Mrs Paola Sagastuy, Head of Languages at Ashford School, explains how making the decision to study a language opens up a world of opportunities for students.
At Ashford School we strongly believe in the value of learning languages, and so we encourage all of our pupils to learn one or two languages during their stay with us. We offer Spanish, French and German from Year 7 to A-Level.
Because we care that our pupils love the languages that they are learning, and we believe in personal responsibility, pupils are offered a choice of languages from Year 7. We help them make an informed decision by offering them a rotation of each language in the first half of the year, and then ask them to choose two languages to go forward with. Pupils will learn these two languages until the end of Year 9, and when they make their language choices for GCSEs, they can continue with both languages or they can choose to focus on just one of them.
Until recently, French was the more popular language choice, however this seems to have shifted in the last few years, with Spanish having the greatest uptake. Pupils often perceive German as the more ‘difficult’ language, and as such its popularity had dwindled somewhat. We have worked hard to change this perception, as there really isn’t any language that is easier or more difficult to learn in and of itself. In fact, German can often be easier for English speakers as it shares many word roots. This has now led to German coming in second in popularity with our upcoming cohorts.
There is no denying that English has become the lingua franca for the modern world. This means that one can travel and work abroad if one can speak English. That being said, the experience of studying abroad is richer if the student has knowledge of the local language. As author Rita Mae Brown said, “Language is the road map of a culture. It tells you where its people come from and where they are going.”

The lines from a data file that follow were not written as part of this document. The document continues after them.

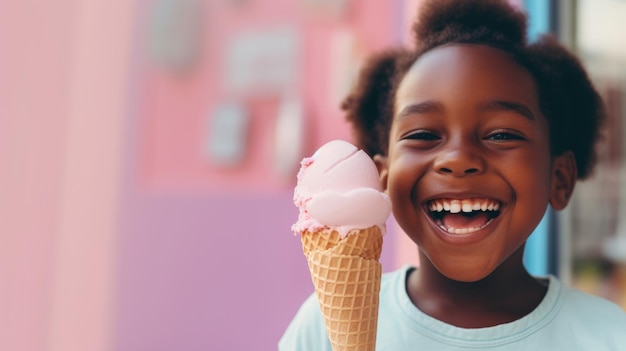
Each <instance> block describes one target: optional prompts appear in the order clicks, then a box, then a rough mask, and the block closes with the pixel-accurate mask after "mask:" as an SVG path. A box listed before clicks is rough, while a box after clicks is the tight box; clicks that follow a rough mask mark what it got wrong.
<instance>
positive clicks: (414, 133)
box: [402, 130, 441, 141]
mask: <svg viewBox="0 0 626 351" xmlns="http://www.w3.org/2000/svg"><path fill="white" fill-rule="evenodd" d="M402 139H408V140H421V141H436V140H440V139H441V137H440V136H439V135H437V134H435V133H433V132H430V131H427V130H418V131H415V132H412V133H409V134H407V135H406V136H404V137H403V138H402Z"/></svg>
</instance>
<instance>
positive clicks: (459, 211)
mask: <svg viewBox="0 0 626 351" xmlns="http://www.w3.org/2000/svg"><path fill="white" fill-rule="evenodd" d="M459 212H461V202H460V201H457V200H452V203H451V204H450V213H459Z"/></svg>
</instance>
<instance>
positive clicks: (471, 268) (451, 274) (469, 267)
mask: <svg viewBox="0 0 626 351" xmlns="http://www.w3.org/2000/svg"><path fill="white" fill-rule="evenodd" d="M437 269H438V270H439V273H441V274H442V275H443V276H445V277H446V278H448V279H450V280H454V281H457V282H462V283H475V282H478V281H481V280H483V279H485V278H486V277H488V276H489V275H490V274H491V273H493V270H488V269H485V268H484V267H483V268H480V269H479V268H472V267H471V266H465V267H463V269H459V267H458V266H457V267H441V269H440V268H437Z"/></svg>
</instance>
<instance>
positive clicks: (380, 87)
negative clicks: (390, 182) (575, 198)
mask: <svg viewBox="0 0 626 351" xmlns="http://www.w3.org/2000/svg"><path fill="white" fill-rule="evenodd" d="M526 24H527V17H526V15H525V14H524V13H523V12H521V11H519V10H517V9H516V8H514V7H512V6H511V5H510V4H508V3H507V2H506V1H503V0H502V1H501V0H430V1H426V2H425V3H424V4H423V7H422V8H421V9H420V11H419V16H418V19H417V20H416V22H415V24H414V26H413V34H414V37H415V48H414V49H412V50H409V49H406V48H399V49H393V50H387V51H383V52H380V53H376V54H374V55H372V56H371V57H370V58H369V59H368V61H366V63H365V65H364V67H363V68H362V70H361V73H360V76H359V79H358V81H357V85H356V86H355V87H354V88H353V90H352V91H351V92H350V94H349V95H348V96H347V97H346V98H345V99H344V101H343V102H342V105H341V108H342V109H343V110H344V111H345V113H346V119H347V120H348V122H350V123H351V125H352V129H353V132H354V136H355V142H356V144H357V146H358V147H360V148H362V149H363V150H364V151H365V152H367V153H368V154H369V155H370V156H373V155H376V154H381V155H386V154H387V148H388V143H389V131H390V128H391V122H392V120H393V115H394V111H393V101H394V96H395V92H396V89H397V87H398V85H399V84H400V82H401V80H402V78H403V77H404V75H405V74H406V72H407V71H408V70H409V69H410V67H411V66H412V65H413V63H414V62H415V61H416V60H417V59H419V58H420V57H421V55H423V54H424V53H426V52H428V51H430V50H432V49H434V48H436V47H439V46H442V45H445V44H450V43H466V44H482V45H488V46H491V47H494V48H497V49H500V50H503V51H505V52H508V53H509V54H511V56H512V57H513V59H514V60H516V61H517V62H518V63H519V64H520V65H522V66H523V67H525V68H526V69H527V70H528V71H529V72H530V74H531V75H532V76H533V78H534V80H535V83H536V86H537V90H538V96H539V103H540V108H541V110H542V111H541V112H542V113H543V115H544V116H545V117H546V119H547V120H548V123H549V126H550V151H551V154H552V155H553V156H554V155H560V154H562V153H564V152H566V151H572V153H573V154H574V157H575V159H576V165H577V171H578V178H579V179H584V178H586V177H588V176H589V175H590V173H591V171H592V170H593V167H594V165H595V162H596V150H595V147H596V144H597V141H598V140H599V138H600V126H601V124H602V122H603V120H604V119H605V111H604V105H603V102H602V99H601V98H600V96H599V94H598V92H597V91H596V89H595V88H594V86H593V84H592V83H591V81H590V79H589V77H588V75H587V73H586V71H585V69H584V68H583V66H582V64H581V63H580V61H579V60H578V59H577V58H576V56H575V55H573V54H572V53H570V52H569V51H568V50H567V49H566V48H564V47H563V46H562V45H561V44H559V43H558V42H557V40H556V39H554V38H552V37H551V36H548V35H546V36H543V37H541V38H540V39H539V40H537V41H536V42H533V43H529V42H528V41H527V36H526Z"/></svg>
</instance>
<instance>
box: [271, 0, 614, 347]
mask: <svg viewBox="0 0 626 351" xmlns="http://www.w3.org/2000/svg"><path fill="white" fill-rule="evenodd" d="M525 27H526V17H525V16H524V15H523V14H522V13H520V12H517V11H516V10H515V9H514V8H512V7H510V6H509V5H508V4H507V3H506V2H505V1H496V0H455V1H453V0H433V1H427V2H426V4H425V5H424V7H423V8H422V9H421V11H420V18H418V21H417V22H416V25H415V27H414V34H415V36H416V49H415V50H412V51H408V50H397V51H389V52H385V53H382V54H379V55H377V56H375V57H373V58H372V59H371V60H370V61H369V63H368V65H366V67H365V68H364V70H363V72H362V74H361V77H360V81H359V84H358V86H357V87H356V88H355V90H354V91H353V92H352V94H351V95H350V96H349V97H348V98H347V99H346V101H345V102H344V104H343V108H344V110H345V111H346V112H347V118H348V120H349V121H350V122H351V123H352V125H353V127H354V130H355V132H356V133H355V134H356V142H357V145H358V146H359V147H361V148H363V149H364V150H365V151H366V152H368V153H369V154H370V155H371V156H372V158H373V159H374V161H375V162H376V164H377V165H378V167H379V171H380V175H381V182H382V185H383V188H384V189H385V190H386V192H387V193H388V194H389V196H390V198H391V201H392V204H393V214H394V217H395V219H396V220H397V222H398V223H399V225H400V226H401V227H402V229H403V230H404V231H405V232H406V233H407V235H408V236H409V237H410V238H411V239H412V240H413V241H414V242H415V243H416V244H417V247H418V249H419V253H420V255H419V256H420V266H419V268H417V269H416V268H413V267H405V268H403V269H401V270H399V271H396V272H392V273H388V274H386V275H385V276H384V277H383V282H382V285H381V293H380V310H379V322H378V336H377V350H395V351H398V350H399V351H402V350H461V349H489V350H522V349H523V350H531V349H534V350H626V313H624V311H622V310H621V309H620V308H619V307H618V306H617V305H614V304H612V303H610V302H608V301H605V300H602V299H600V298H596V297H593V296H590V295H586V294H583V293H581V292H579V291H576V290H573V289H571V288H568V287H566V286H564V285H563V284H562V283H561V282H560V281H559V280H557V279H556V278H555V277H553V276H548V277H533V276H531V275H529V274H528V272H527V271H526V269H525V268H524V265H523V263H522V257H523V251H524V244H525V242H526V239H528V237H529V235H530V234H531V233H532V231H533V230H534V229H535V227H536V226H537V225H538V223H539V221H540V220H541V218H542V217H543V215H544V213H545V210H546V208H547V206H548V205H550V206H551V207H552V208H554V209H555V210H561V209H563V208H564V207H565V206H566V205H567V203H568V201H569V199H570V197H571V195H572V191H573V190H574V185H575V183H576V181H577V180H578V179H583V178H585V177H587V176H588V175H589V174H590V172H591V170H592V168H593V165H594V161H595V154H594V145H595V143H596V141H597V139H598V134H599V133H598V129H599V126H600V124H601V121H602V119H603V114H604V111H603V107H602V102H601V99H600V98H599V96H598V94H597V93H596V91H595V90H594V88H593V86H592V85H591V83H590V81H589V79H588V77H587V75H586V73H585V71H584V70H583V68H582V67H581V65H580V64H579V62H578V60H577V59H576V58H575V57H574V56H572V55H571V54H570V53H568V52H567V51H566V50H565V49H564V48H562V47H561V46H560V45H559V44H557V43H556V42H555V41H554V40H552V39H549V38H543V39H541V40H540V41H538V42H536V43H532V44H529V43H527V42H526V32H525ZM279 348H280V350H284V351H298V350H316V351H319V350H331V347H330V343H329V341H328V338H327V336H326V331H325V328H324V324H323V320H322V317H321V314H320V311H319V306H318V303H317V301H316V300H315V297H314V296H311V297H310V298H309V299H308V300H307V301H306V302H305V303H304V305H303V306H302V308H301V309H300V311H299V312H298V314H297V315H296V317H295V319H294V320H293V321H292V323H291V324H290V326H289V327H288V329H287V331H286V332H285V335H284V336H283V338H282V339H281V341H280V344H279Z"/></svg>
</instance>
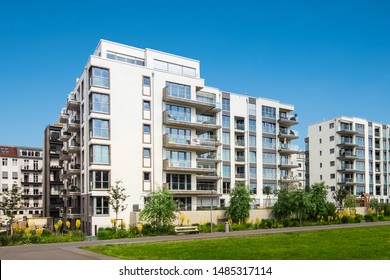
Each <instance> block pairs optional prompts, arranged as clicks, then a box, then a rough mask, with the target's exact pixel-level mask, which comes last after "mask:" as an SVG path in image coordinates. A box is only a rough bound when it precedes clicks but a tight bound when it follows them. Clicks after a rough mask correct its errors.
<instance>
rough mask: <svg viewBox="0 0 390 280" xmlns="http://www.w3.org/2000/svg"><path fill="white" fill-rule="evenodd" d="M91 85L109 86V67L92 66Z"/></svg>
mask: <svg viewBox="0 0 390 280" xmlns="http://www.w3.org/2000/svg"><path fill="white" fill-rule="evenodd" d="M89 86H97V87H105V88H108V87H109V77H108V69H103V68H98V67H91V68H90V69H89Z"/></svg>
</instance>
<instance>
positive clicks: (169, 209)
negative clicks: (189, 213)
mask: <svg viewBox="0 0 390 280" xmlns="http://www.w3.org/2000/svg"><path fill="white" fill-rule="evenodd" d="M177 212H178V210H177V207H176V202H175V201H174V200H173V198H172V194H171V193H170V192H169V190H167V189H166V188H161V189H159V190H158V191H155V192H153V193H152V195H151V196H150V198H149V200H148V202H147V203H146V205H145V208H144V209H143V210H142V211H141V213H140V214H139V217H140V219H141V220H143V221H148V222H150V223H151V225H152V226H154V227H157V228H158V229H160V228H161V227H163V226H167V225H170V224H171V223H172V222H173V221H174V220H175V219H176V213H177Z"/></svg>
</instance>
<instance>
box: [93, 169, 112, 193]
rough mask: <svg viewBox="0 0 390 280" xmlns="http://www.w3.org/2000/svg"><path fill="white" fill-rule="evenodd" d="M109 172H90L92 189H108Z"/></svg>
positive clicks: (108, 181) (109, 175) (108, 180)
mask: <svg viewBox="0 0 390 280" xmlns="http://www.w3.org/2000/svg"><path fill="white" fill-rule="evenodd" d="M109 178H110V172H109V171H101V170H95V171H91V172H90V180H91V187H92V189H108V188H109V186H110V181H109Z"/></svg>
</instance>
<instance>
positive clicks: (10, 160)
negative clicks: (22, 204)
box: [0, 146, 43, 219]
mask: <svg viewBox="0 0 390 280" xmlns="http://www.w3.org/2000/svg"><path fill="white" fill-rule="evenodd" d="M0 161H1V165H0V173H1V178H0V185H1V190H2V191H1V193H2V192H4V191H5V190H10V189H11V188H12V186H13V185H14V184H16V185H17V186H18V187H19V188H20V190H21V192H22V204H23V207H22V208H21V209H20V210H18V211H17V213H15V217H16V218H17V219H23V218H24V217H26V218H32V217H40V216H42V161H43V159H42V149H40V148H33V147H14V146H0ZM0 199H1V194H0ZM1 214H2V215H3V214H4V213H1ZM3 218H5V217H3Z"/></svg>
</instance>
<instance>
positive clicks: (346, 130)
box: [337, 125, 358, 135]
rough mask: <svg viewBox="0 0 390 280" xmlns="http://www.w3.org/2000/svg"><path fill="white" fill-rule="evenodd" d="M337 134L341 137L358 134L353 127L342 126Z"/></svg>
mask: <svg viewBox="0 0 390 280" xmlns="http://www.w3.org/2000/svg"><path fill="white" fill-rule="evenodd" d="M337 133H338V134H340V135H355V134H358V132H357V131H356V130H354V129H353V127H352V125H340V126H339V127H338V129H337Z"/></svg>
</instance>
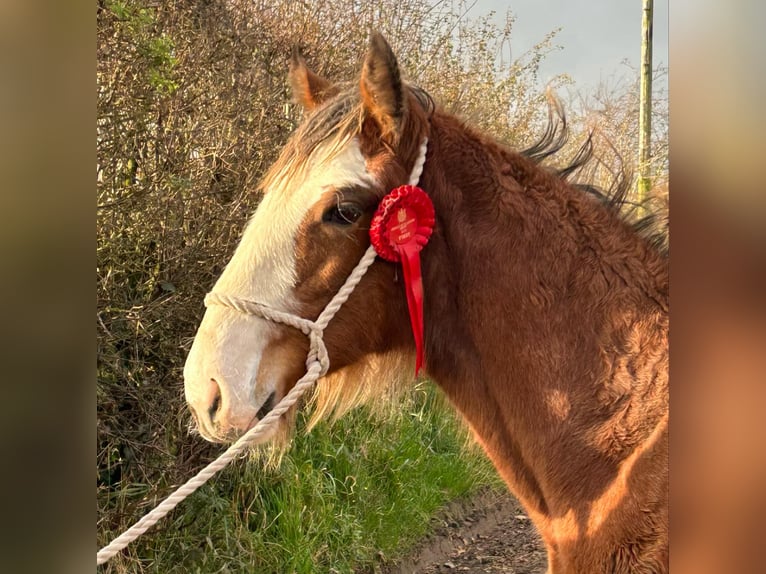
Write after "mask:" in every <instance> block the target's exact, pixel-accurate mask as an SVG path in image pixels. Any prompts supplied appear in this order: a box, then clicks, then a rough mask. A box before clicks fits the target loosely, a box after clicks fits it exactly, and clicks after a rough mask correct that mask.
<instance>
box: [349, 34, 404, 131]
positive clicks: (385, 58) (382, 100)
mask: <svg viewBox="0 0 766 574" xmlns="http://www.w3.org/2000/svg"><path fill="white" fill-rule="evenodd" d="M360 89H361V95H362V103H363V105H364V108H365V110H366V111H367V113H369V114H370V115H371V116H372V118H373V119H374V120H375V121H376V122H377V124H378V126H380V129H381V132H382V135H383V137H384V138H390V139H392V140H393V141H397V140H398V139H399V136H400V135H401V133H400V130H401V126H402V120H403V118H404V114H405V112H406V111H407V104H406V99H405V97H404V89H403V87H402V79H401V76H400V74H399V64H398V63H397V61H396V56H394V52H393V51H392V50H391V46H389V45H388V42H386V40H385V38H383V36H382V35H381V34H380V33H378V32H373V34H372V36H371V37H370V46H369V49H368V50H367V56H366V57H365V59H364V65H363V66H362V78H361V80H360Z"/></svg>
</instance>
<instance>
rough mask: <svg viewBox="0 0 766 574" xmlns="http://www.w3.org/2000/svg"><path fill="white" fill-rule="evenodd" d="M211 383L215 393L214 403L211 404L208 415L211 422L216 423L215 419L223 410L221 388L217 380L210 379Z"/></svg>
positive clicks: (213, 399) (214, 379)
mask: <svg viewBox="0 0 766 574" xmlns="http://www.w3.org/2000/svg"><path fill="white" fill-rule="evenodd" d="M210 382H211V383H213V385H214V387H215V390H214V391H213V392H214V395H213V402H212V403H211V404H210V408H209V409H208V410H207V414H208V415H209V416H210V422H215V417H216V415H217V414H218V411H219V410H220V409H221V388H220V387H219V386H218V383H217V382H216V380H215V379H210Z"/></svg>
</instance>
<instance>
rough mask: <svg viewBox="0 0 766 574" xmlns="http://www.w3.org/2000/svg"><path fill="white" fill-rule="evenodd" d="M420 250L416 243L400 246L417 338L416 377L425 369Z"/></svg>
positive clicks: (400, 251)
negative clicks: (420, 264)
mask: <svg viewBox="0 0 766 574" xmlns="http://www.w3.org/2000/svg"><path fill="white" fill-rule="evenodd" d="M420 249H421V247H420V246H419V245H417V244H416V243H414V242H413V243H405V244H404V245H400V246H399V254H400V255H401V258H402V271H403V273H404V288H405V291H406V294H407V307H408V308H409V312H410V313H409V315H410V324H411V325H412V335H413V337H414V338H415V352H416V359H415V376H416V377H417V376H418V373H419V372H420V369H421V368H422V367H423V355H424V341H423V339H424V334H423V331H424V329H423V325H424V322H423V276H422V274H421V272H420Z"/></svg>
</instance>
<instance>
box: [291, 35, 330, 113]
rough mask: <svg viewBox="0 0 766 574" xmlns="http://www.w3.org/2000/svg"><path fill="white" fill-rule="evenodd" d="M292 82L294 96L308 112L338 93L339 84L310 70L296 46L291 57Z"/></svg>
mask: <svg viewBox="0 0 766 574" xmlns="http://www.w3.org/2000/svg"><path fill="white" fill-rule="evenodd" d="M290 84H291V85H292V88H293V98H294V99H295V101H296V103H298V104H300V105H301V106H303V109H304V110H305V111H306V112H310V111H311V110H313V109H314V108H315V107H317V106H318V105H319V104H321V103H322V102H324V101H325V100H327V99H329V98H331V97H333V96H335V95H337V94H338V87H337V86H335V85H334V84H332V83H330V82H329V81H328V80H325V79H324V78H323V77H321V76H318V75H317V74H315V73H314V72H312V71H311V70H309V68H308V66H307V65H306V61H305V60H304V59H303V57H302V56H301V55H300V53H299V52H298V48H297V47H295V46H293V52H292V56H291V57H290Z"/></svg>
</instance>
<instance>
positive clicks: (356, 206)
mask: <svg viewBox="0 0 766 574" xmlns="http://www.w3.org/2000/svg"><path fill="white" fill-rule="evenodd" d="M362 213H363V212H362V210H361V208H360V207H359V206H358V205H355V204H353V203H341V204H337V205H334V206H333V207H331V208H330V209H328V210H327V211H325V212H324V214H323V215H322V221H324V222H325V223H334V224H336V225H351V224H352V223H354V222H355V221H356V220H357V219H359V218H360V217H361V216H362Z"/></svg>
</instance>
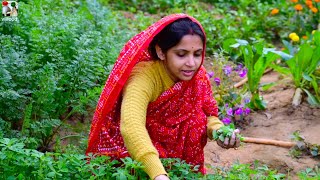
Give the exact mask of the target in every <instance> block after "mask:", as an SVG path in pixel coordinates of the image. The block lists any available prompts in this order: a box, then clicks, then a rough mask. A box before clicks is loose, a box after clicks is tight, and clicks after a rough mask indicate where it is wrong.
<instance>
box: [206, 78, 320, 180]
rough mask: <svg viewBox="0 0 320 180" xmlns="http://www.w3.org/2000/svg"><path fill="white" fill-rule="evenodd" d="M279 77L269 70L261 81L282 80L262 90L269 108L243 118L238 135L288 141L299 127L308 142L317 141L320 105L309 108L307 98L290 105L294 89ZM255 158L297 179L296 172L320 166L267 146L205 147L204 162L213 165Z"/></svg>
mask: <svg viewBox="0 0 320 180" xmlns="http://www.w3.org/2000/svg"><path fill="white" fill-rule="evenodd" d="M281 78H282V77H281V76H280V75H279V74H278V73H276V72H271V73H268V74H266V75H264V77H263V78H262V79H261V82H281V83H279V84H278V85H276V86H275V87H272V88H271V89H269V90H268V91H264V92H262V95H263V97H264V99H265V100H266V101H267V102H268V107H267V109H266V110H265V111H257V112H253V113H251V114H250V115H249V116H248V117H246V120H245V122H246V124H245V125H244V126H243V128H242V130H241V134H242V135H243V136H247V137H256V138H269V139H276V140H283V141H290V136H291V135H292V133H293V132H294V131H296V130H299V131H300V133H301V135H303V136H304V137H305V139H306V141H307V142H310V143H316V144H320V133H319V131H320V108H311V107H310V106H309V105H308V104H307V103H306V100H304V102H303V103H302V104H301V105H300V106H299V107H297V108H293V107H292V105H291V100H292V97H293V94H294V88H293V87H292V85H291V84H292V83H290V82H288V81H286V80H285V79H284V80H283V79H282V80H281ZM255 160H258V161H259V162H261V163H262V164H266V165H268V167H270V168H273V169H277V170H278V171H279V172H281V173H284V174H289V176H290V177H291V178H292V179H297V176H296V173H297V172H298V171H301V170H305V168H307V167H314V166H315V165H317V164H319V165H320V159H319V158H318V159H314V158H312V157H311V156H304V157H301V158H299V159H296V158H292V157H291V156H290V154H289V149H287V148H282V147H276V146H270V145H258V144H249V143H247V144H243V145H242V146H240V147H239V148H238V149H237V150H235V149H228V150H226V149H223V148H221V147H219V146H218V145H217V144H216V143H215V142H212V141H209V142H208V144H207V145H206V147H205V163H207V164H210V165H213V166H224V167H225V166H230V165H232V164H233V163H234V162H237V161H239V162H240V163H253V162H254V161H255ZM209 173H210V171H209Z"/></svg>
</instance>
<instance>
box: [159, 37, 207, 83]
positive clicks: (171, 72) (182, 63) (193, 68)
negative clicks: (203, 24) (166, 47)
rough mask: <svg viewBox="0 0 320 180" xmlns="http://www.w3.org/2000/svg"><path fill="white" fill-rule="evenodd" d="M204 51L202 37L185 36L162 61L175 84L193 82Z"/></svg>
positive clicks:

Learning a language is unlike learning other subjects. It is learning a skill; and skills are transferable. The executive function is enhanced in bi-lingual people, and decision-making and concentration are demonstrably better because of the constant need to choose the language spoken and suppress the one not needed. This is applicable to all areas of life – the cognitive benefits are countless!
A-Level linguists go on to university to study a great variety of degrees. Language courses and translation and interpretation are the obvious ones, but linguists also make superb law students, because of their command of the intricacies of language; mathematicians, because logical and higher order thinking is necessary to learning foreign languages; and business and politics students, because they are good communicators. This is not a comprehensive list. People who speak more than one language have a better understanding of the world and its cultures, and therefore make excellent students and professionals.